"[I]f I had to live my life again, I would have made a rule to read some poetry and listen to some music at least once every week…The loss of these tastes is a loss of happiness, and may possibly be injurious to the intellect, and more probably to the moral character, by enfeebling the emotional part of our nature." --Charles Darwin

Sunday, October 18, 2009

Teacher as conductor

My principal is very much into technology, and as I believe it is important to our students, I am interested in its application to education as well.
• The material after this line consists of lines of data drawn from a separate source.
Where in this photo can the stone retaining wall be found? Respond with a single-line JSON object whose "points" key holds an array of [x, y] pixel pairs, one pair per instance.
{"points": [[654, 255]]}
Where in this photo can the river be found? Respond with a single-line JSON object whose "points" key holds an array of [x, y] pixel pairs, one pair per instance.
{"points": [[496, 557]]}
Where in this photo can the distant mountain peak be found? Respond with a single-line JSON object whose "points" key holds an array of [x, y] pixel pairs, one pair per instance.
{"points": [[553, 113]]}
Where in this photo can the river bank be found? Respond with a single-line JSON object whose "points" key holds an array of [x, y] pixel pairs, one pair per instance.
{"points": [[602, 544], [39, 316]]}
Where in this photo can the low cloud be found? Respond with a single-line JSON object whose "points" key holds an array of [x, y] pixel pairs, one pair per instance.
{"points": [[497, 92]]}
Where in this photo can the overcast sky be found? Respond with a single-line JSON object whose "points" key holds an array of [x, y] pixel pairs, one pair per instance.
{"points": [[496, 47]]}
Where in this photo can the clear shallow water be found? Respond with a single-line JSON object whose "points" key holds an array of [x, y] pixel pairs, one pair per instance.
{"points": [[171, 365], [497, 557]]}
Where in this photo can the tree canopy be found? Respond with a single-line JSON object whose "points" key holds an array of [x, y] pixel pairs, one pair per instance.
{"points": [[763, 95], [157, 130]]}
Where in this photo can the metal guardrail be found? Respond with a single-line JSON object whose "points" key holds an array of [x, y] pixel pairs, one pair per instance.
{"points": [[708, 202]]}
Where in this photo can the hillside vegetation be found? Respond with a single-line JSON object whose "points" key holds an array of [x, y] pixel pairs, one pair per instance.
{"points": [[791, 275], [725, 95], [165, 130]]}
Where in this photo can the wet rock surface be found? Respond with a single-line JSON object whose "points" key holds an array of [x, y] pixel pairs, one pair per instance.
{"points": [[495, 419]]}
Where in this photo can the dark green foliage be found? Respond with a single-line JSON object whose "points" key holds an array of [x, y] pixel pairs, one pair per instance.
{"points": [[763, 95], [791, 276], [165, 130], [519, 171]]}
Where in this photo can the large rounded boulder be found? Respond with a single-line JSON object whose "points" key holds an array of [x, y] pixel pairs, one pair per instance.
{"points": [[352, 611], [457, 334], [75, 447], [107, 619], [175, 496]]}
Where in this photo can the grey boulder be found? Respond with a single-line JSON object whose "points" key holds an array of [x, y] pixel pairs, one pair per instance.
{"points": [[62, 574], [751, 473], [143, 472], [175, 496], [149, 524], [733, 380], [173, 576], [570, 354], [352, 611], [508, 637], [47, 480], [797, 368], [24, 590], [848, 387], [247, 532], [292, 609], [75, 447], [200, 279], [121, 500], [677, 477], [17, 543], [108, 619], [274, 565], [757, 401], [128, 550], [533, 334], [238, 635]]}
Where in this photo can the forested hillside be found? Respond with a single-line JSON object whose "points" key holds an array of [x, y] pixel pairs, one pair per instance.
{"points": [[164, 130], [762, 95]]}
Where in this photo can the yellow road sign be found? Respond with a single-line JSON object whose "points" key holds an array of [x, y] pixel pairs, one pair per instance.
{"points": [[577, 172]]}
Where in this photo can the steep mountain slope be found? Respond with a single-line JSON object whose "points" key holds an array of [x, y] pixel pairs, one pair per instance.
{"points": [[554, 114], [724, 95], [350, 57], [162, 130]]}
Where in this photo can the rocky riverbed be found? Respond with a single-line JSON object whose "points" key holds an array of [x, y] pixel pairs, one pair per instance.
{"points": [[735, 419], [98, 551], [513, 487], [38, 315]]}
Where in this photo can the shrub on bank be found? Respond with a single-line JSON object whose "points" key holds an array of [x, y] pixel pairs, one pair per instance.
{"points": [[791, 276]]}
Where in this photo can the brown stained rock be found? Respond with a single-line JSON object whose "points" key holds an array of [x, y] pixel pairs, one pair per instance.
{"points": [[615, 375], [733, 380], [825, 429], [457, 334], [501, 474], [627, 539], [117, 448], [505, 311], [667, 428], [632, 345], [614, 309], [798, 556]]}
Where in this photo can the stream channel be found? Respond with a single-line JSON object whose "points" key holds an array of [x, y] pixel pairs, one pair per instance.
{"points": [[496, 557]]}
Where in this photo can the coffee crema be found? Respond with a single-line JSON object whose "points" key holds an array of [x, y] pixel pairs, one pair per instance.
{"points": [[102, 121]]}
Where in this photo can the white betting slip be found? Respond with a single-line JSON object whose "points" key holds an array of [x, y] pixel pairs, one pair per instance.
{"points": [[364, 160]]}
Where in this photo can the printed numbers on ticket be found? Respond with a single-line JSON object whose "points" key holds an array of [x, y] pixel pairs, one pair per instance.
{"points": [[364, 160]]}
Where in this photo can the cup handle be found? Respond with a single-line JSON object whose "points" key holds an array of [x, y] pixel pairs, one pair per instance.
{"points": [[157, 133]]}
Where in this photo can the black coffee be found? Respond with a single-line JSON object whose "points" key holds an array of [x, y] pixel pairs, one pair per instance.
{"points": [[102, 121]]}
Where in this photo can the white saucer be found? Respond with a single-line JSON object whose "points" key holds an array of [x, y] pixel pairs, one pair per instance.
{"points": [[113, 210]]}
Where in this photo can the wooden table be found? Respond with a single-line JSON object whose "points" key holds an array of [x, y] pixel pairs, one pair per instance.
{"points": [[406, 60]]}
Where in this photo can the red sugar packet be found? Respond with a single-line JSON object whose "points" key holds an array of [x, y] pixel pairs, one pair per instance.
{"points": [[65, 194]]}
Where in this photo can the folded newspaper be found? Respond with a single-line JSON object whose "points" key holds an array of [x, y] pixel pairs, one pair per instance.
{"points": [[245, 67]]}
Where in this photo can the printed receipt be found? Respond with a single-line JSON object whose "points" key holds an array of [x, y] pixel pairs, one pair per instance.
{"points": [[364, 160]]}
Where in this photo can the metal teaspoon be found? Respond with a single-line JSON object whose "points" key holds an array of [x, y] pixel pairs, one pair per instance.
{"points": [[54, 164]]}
I do think that this is a slower process than he would like it to be, because you cannot teach with a technology you have not used to learn with yourself; otherwise you don't understand how learning is done with that technology.

And beside, there is a romantic part of me that imagines that a great teacher needs nothing but a room and students. Not even a book, a piece of chalk--just those selves gathered together.

This video featuring the conductor Benjamin Zander of the Boston Philharmonic is about learning to love classical music. And Zander is an exciting teacher himself, which would make it worth your 20 minutes in any event.

The money line comes 14 minutes in when he says,
"The conductor of an orchestra doesn’t make a sound. He depends for his power on his ability to make other people powerful. My job was to awaken possibility in other people. If their eyes are shining, you know you’re doing it. If they’re not shining you get to ask this question: 'Who am I being that my children’s eyes are not shining?' ”
As an English teacher, I don't dispense information. I teach process. I try and impart good ways to do something the student already (sort of) knows how to do--but in order for that to be effective, I must create passion. I need to remember that Monday morning when I go back to my classroom, whether it's filled with gadgets or a bare room. I need to be in the passion business.